Arriving from the thatched summer house which overlooks The Ovals Garden (currently being replanted) is The Bowling Green Terrace, so named for its original purpose. We have surviving letters from Sir Francis Drakes’ sister when she lived in the original vicarage here and consequently we like to think that Drake (who lived at the nearby Buckland Abbey – well worth a visit) may have had a practice for his game on Plymouth Hoe before he took on the Spanish Armada.
The Bowling Green Terrace today is home a number of Rhododendron hybrids, several of Fortescue’s raising, their parentage variously involving, R. ‘Hawk’, R. wardii and R. campylocarpum. There are also fine specimens of the scarlet ‘Tally-Ho’ and perfectly formed butter yellow R. ’Hotei’.
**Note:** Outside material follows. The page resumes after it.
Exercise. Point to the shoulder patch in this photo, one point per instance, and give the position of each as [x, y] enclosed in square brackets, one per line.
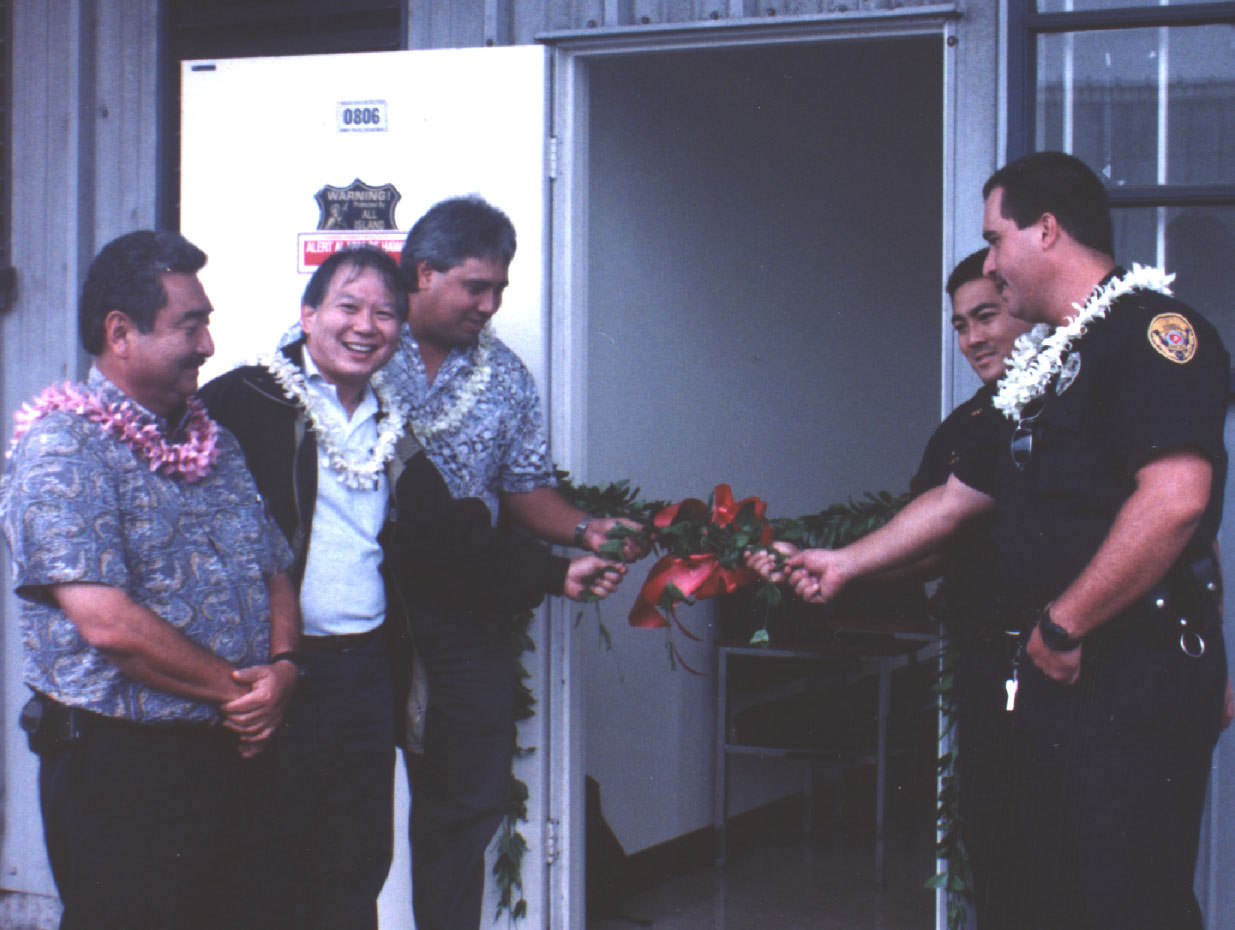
[1172, 337]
Two unusually-grown shrubs are also worth noting on the left – a Wisteria sinensis trained horizontally along a bed and growing down the wall of the tennis court terrace, and a fine specimen of Chamaecyparis obtusa ‘Nana Gracilis’, an example of careful pruning to enhance its aged appearance – like a large Bonsai.
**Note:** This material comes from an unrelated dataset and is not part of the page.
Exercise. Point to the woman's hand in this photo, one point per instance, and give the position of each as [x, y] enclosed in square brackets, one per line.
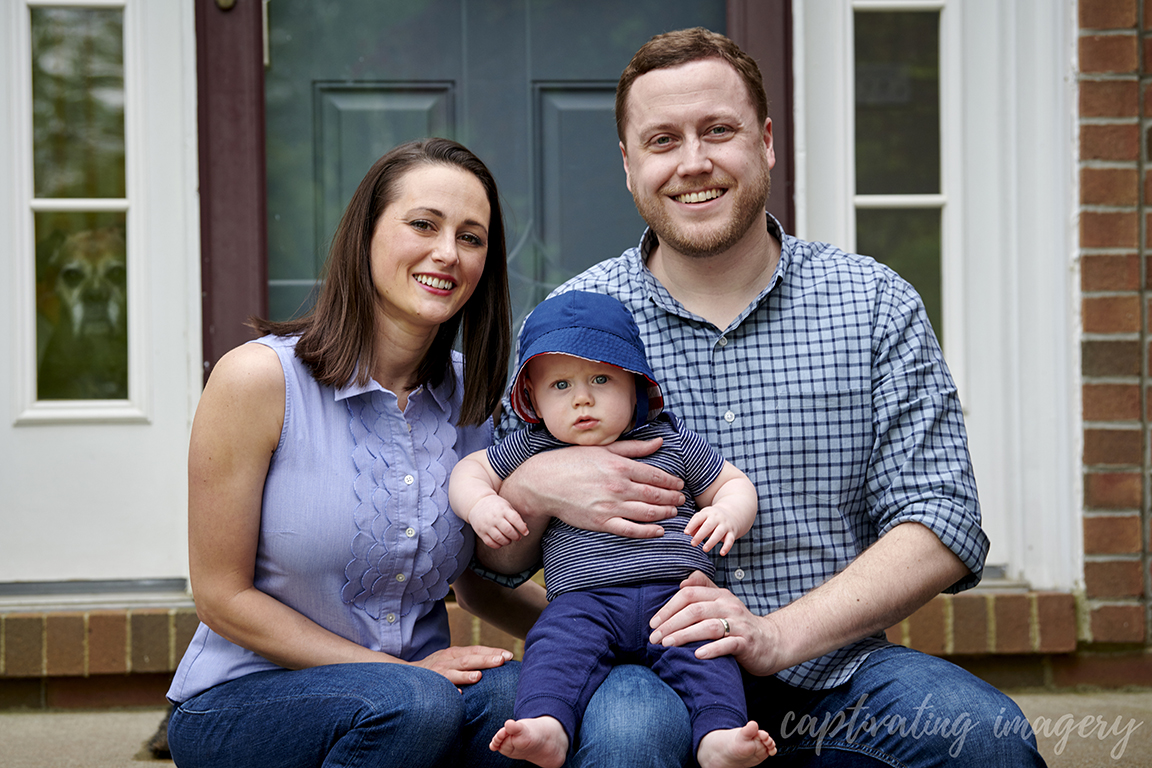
[464, 664]
[698, 613]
At the far end are a number of the arrestingly blue R. augustinii, one of Fortescue’s great favourites and collected by him in its variable shades. Just as you leave the terrace climbing The Prospect to the right (known also as Tom’s Steps after Tom Hooper who worked in the garden for over 50 years), you pass a superb specimen of Fascicularia bicolor. This lovely, if rather spiny Chilean bromeliad features rosettes of evergreen foliage which turn vivid scarlet each Autumn surrounding a central cluster of the most dazzling turqiose flowers!